Abstract

Abstract The “middle wayˮ (madhyamā pratipad) is a concept of great significance in Buddhism. For Mahāyāna philosophers, the concept of the middle way free from the two extremes of superimposition (samāropa) and denial (apavāda) has ontological import. In the history of the development of Mahāyāna thought, we also see a tendency to work out a dimension of the middle way related to yogis’ spiritual cultivation and to combine it with the middle way’s ontological aspect. The eighth-century Mādhyamika thinker Kamalaśīla is one whose theory of the middle way has a close connection with his theory of spiritual cultivation. The purpose of this paper is to explore Kamalaśīla’s view on the relationship between (1) the middle way that lies between the two extremes of superimposition and denial, and (2) his theory of spiritual cultivation. I first clarify Kamalaśīla’s definition of the two extremes of superimposition and denial by examining his Madhyamakāloka and Madhyamakālaṃkārapañjikā. Based on the knowledge thus gained, I then delve into the fourteenth chapter of the Avikalpapraveśadhāraṇīṭīkā, a text where Kamalaśīla clearly reveals his take on the relationship between yogi’s meditative examination and the middle way of the two extremes of superimposition and denial.
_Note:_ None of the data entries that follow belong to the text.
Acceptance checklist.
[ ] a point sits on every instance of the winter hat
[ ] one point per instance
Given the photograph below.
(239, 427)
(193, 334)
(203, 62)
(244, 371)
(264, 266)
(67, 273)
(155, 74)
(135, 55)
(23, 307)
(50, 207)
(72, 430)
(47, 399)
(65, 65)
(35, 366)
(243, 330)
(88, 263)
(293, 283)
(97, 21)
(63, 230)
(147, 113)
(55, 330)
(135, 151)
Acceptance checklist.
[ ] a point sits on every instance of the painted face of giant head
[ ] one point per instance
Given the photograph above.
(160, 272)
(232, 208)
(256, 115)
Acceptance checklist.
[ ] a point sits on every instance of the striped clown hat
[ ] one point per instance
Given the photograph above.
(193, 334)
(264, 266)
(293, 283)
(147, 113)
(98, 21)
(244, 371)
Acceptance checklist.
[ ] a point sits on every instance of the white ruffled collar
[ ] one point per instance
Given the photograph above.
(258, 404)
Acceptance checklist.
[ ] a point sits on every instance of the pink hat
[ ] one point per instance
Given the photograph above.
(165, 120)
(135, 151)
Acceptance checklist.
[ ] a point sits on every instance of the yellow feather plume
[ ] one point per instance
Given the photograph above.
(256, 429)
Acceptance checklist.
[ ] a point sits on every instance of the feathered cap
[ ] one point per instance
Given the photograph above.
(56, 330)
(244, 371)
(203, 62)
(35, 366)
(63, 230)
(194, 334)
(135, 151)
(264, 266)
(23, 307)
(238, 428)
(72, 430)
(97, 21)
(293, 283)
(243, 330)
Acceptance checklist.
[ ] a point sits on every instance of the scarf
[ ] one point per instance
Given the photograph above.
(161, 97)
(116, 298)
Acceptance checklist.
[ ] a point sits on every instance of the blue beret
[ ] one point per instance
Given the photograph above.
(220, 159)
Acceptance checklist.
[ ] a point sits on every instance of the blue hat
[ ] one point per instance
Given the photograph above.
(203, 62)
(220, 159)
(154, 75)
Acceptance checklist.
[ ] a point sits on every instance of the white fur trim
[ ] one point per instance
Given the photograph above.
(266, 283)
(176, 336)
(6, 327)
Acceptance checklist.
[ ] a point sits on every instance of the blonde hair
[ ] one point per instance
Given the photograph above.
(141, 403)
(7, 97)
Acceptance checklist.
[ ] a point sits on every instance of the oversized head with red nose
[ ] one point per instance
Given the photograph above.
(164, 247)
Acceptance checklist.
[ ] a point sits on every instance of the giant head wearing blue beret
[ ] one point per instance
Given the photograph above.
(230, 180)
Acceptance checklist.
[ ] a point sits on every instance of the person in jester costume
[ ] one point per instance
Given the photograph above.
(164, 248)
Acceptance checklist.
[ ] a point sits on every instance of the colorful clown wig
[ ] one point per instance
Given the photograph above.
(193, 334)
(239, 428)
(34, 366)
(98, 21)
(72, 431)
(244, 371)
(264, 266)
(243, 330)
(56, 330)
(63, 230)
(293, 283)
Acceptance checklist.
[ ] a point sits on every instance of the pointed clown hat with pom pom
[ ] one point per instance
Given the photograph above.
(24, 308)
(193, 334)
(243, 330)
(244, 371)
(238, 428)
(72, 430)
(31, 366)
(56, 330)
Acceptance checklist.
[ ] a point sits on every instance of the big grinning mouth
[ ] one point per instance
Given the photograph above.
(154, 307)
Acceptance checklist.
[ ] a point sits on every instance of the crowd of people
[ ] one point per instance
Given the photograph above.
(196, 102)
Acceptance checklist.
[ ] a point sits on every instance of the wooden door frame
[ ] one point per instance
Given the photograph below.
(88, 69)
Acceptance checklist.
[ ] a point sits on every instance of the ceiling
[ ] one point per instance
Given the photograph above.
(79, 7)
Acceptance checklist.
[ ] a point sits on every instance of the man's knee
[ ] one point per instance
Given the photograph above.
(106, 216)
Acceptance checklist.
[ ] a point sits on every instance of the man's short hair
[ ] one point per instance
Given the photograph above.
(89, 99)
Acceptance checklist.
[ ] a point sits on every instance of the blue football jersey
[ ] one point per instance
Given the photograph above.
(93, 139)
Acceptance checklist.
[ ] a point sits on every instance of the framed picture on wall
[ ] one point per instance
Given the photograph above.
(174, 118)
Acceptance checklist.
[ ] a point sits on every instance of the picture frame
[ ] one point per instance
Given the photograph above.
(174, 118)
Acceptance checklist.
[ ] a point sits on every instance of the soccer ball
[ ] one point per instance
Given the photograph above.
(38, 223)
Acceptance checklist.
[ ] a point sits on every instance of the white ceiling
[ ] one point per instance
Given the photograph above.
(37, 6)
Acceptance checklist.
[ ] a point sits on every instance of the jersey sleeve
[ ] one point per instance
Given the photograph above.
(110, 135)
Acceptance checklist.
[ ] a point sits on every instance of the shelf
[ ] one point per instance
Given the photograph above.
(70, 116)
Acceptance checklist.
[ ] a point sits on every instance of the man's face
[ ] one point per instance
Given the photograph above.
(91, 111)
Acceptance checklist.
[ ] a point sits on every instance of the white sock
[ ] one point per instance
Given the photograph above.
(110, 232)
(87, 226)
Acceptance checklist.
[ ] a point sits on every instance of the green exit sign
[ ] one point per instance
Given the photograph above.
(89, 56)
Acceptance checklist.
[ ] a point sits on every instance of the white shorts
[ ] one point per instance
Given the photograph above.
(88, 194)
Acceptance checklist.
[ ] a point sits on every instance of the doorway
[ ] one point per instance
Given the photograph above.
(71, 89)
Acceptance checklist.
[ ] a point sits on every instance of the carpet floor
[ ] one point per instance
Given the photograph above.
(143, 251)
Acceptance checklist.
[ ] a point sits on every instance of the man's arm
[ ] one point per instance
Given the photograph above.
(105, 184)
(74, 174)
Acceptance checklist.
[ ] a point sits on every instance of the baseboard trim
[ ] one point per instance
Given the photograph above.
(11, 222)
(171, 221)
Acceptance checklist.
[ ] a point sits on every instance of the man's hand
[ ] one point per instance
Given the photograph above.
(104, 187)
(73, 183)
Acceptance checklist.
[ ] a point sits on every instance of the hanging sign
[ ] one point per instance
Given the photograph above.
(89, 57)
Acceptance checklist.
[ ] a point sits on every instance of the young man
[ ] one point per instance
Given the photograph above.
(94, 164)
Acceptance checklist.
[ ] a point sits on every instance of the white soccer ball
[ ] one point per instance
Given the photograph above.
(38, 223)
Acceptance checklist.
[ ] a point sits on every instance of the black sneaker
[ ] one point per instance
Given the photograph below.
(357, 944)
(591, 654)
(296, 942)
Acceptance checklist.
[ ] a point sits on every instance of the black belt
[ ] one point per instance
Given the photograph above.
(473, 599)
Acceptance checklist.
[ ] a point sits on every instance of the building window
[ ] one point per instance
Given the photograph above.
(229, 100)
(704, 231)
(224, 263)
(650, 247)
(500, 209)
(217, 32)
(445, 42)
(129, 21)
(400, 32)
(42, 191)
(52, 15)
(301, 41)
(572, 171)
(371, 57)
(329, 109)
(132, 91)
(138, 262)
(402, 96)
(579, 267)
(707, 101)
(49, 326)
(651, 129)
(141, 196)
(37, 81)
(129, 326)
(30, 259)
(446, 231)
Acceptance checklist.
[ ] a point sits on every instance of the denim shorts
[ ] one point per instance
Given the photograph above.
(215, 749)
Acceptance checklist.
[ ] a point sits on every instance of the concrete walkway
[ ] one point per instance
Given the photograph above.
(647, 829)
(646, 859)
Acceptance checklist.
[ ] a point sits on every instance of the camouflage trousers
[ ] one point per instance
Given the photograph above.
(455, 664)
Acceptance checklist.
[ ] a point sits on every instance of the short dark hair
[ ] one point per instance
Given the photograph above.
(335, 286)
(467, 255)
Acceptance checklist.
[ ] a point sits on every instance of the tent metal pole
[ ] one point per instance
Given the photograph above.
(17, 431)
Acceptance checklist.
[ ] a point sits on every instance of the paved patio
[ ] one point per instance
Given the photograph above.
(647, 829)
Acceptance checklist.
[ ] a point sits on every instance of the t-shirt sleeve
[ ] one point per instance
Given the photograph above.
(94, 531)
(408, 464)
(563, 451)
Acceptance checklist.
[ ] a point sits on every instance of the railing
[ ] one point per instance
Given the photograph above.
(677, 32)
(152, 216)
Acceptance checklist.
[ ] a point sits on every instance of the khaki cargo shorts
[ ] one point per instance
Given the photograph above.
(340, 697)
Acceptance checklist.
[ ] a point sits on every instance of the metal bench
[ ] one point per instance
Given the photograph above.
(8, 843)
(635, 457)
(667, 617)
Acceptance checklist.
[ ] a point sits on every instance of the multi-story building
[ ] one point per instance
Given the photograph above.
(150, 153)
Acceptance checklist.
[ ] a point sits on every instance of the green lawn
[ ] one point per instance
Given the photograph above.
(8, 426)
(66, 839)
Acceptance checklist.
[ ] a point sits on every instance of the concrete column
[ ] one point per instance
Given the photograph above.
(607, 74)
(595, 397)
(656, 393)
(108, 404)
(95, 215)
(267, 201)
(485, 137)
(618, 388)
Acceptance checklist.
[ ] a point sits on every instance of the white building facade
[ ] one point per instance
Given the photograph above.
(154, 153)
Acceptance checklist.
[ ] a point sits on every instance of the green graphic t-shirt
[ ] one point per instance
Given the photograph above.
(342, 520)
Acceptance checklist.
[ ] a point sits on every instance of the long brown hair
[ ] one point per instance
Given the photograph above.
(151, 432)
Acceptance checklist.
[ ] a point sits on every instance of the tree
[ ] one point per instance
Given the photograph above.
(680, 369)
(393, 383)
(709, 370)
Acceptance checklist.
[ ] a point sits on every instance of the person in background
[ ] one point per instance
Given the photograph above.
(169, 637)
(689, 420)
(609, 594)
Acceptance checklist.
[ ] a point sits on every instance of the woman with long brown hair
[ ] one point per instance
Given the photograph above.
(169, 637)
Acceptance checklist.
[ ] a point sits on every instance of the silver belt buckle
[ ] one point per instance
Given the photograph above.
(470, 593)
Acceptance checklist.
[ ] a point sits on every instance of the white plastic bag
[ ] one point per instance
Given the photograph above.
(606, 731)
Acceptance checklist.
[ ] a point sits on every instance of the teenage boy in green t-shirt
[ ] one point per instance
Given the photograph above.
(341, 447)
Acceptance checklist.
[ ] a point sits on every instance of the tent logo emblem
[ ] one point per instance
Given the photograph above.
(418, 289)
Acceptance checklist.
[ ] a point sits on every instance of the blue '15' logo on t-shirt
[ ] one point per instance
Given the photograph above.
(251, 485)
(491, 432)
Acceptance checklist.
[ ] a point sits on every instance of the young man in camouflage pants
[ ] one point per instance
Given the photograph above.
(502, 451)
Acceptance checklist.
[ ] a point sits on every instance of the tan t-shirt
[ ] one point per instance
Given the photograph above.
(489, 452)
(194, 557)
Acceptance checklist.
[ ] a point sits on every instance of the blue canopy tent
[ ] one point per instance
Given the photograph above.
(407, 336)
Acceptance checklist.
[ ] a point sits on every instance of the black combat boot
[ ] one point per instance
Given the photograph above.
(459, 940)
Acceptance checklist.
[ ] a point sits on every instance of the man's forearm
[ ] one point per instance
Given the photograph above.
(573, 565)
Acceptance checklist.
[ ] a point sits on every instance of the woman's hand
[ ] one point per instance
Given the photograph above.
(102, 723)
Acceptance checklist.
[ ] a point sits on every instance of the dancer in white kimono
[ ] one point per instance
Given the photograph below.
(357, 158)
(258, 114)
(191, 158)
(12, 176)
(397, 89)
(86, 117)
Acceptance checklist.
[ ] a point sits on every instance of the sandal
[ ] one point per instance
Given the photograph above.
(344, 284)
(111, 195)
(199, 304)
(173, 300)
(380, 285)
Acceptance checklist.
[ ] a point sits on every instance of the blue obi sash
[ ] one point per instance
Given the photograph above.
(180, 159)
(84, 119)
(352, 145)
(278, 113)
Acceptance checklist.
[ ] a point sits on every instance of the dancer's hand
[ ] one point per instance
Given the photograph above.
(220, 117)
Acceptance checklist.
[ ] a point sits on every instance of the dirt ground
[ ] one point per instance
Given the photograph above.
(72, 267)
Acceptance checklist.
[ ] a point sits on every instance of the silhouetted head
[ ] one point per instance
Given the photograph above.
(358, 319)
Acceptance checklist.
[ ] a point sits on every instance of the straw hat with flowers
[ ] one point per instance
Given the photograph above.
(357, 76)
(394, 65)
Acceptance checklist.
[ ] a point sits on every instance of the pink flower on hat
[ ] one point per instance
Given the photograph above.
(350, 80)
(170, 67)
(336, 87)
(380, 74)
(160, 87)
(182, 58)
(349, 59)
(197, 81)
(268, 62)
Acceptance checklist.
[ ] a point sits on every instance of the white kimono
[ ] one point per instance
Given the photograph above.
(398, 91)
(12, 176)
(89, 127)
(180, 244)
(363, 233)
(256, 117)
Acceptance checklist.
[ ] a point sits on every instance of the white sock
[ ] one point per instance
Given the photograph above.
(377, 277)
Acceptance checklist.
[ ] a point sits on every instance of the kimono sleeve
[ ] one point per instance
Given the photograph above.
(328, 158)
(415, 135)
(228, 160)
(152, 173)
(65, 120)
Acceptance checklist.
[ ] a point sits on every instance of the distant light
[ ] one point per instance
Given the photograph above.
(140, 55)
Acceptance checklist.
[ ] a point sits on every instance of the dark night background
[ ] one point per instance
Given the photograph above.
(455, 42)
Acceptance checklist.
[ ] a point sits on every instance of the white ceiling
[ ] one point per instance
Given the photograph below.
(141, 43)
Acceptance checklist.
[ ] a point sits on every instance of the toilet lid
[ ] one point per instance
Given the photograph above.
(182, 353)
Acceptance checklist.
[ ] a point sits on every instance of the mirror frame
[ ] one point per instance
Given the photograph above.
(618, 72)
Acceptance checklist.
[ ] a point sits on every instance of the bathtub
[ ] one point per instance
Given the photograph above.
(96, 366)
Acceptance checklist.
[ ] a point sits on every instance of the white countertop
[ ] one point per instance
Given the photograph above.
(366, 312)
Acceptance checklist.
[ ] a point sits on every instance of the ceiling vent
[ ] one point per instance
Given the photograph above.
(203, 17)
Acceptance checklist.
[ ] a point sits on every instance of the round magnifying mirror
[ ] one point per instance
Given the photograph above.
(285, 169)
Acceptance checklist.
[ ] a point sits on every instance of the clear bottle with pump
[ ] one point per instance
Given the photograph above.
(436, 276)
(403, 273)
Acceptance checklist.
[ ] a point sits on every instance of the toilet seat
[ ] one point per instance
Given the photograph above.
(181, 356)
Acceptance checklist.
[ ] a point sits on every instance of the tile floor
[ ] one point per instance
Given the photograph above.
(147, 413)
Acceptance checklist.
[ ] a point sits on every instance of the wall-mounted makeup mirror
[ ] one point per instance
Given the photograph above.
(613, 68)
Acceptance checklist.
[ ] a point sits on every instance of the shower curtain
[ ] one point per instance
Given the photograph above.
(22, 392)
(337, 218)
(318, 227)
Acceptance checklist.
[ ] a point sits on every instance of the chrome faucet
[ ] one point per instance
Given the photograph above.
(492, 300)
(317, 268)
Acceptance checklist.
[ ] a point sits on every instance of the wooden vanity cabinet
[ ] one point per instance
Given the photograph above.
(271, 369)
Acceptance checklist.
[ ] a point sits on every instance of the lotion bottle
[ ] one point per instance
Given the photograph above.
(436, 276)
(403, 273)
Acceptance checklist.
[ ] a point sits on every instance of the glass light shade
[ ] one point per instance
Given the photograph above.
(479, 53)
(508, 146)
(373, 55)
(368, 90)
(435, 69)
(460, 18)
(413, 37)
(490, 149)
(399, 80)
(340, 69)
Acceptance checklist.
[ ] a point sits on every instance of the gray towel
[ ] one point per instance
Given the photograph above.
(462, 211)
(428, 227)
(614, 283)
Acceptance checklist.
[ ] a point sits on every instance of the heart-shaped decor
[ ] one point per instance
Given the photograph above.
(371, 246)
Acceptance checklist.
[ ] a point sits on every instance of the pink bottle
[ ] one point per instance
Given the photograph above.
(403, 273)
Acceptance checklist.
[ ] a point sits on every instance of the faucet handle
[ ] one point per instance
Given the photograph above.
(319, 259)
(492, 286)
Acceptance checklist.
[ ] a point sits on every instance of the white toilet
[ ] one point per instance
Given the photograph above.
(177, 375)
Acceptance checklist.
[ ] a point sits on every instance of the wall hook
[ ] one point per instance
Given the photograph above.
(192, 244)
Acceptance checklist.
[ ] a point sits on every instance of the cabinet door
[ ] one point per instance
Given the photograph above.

My conclusion is that for Kamalaśīla, meditative examination from the perspective of Madhyamaka ontology is the means to abandon the two extremes of superimposition and denial. Moreover, the middle way itself consists in the attainment of non-conceptual gnosis (nirvikalpajñāna) and the awareness obtained subsequently to that (pṛṣṭhalabdhajñāna), both of which result from such meditative examination.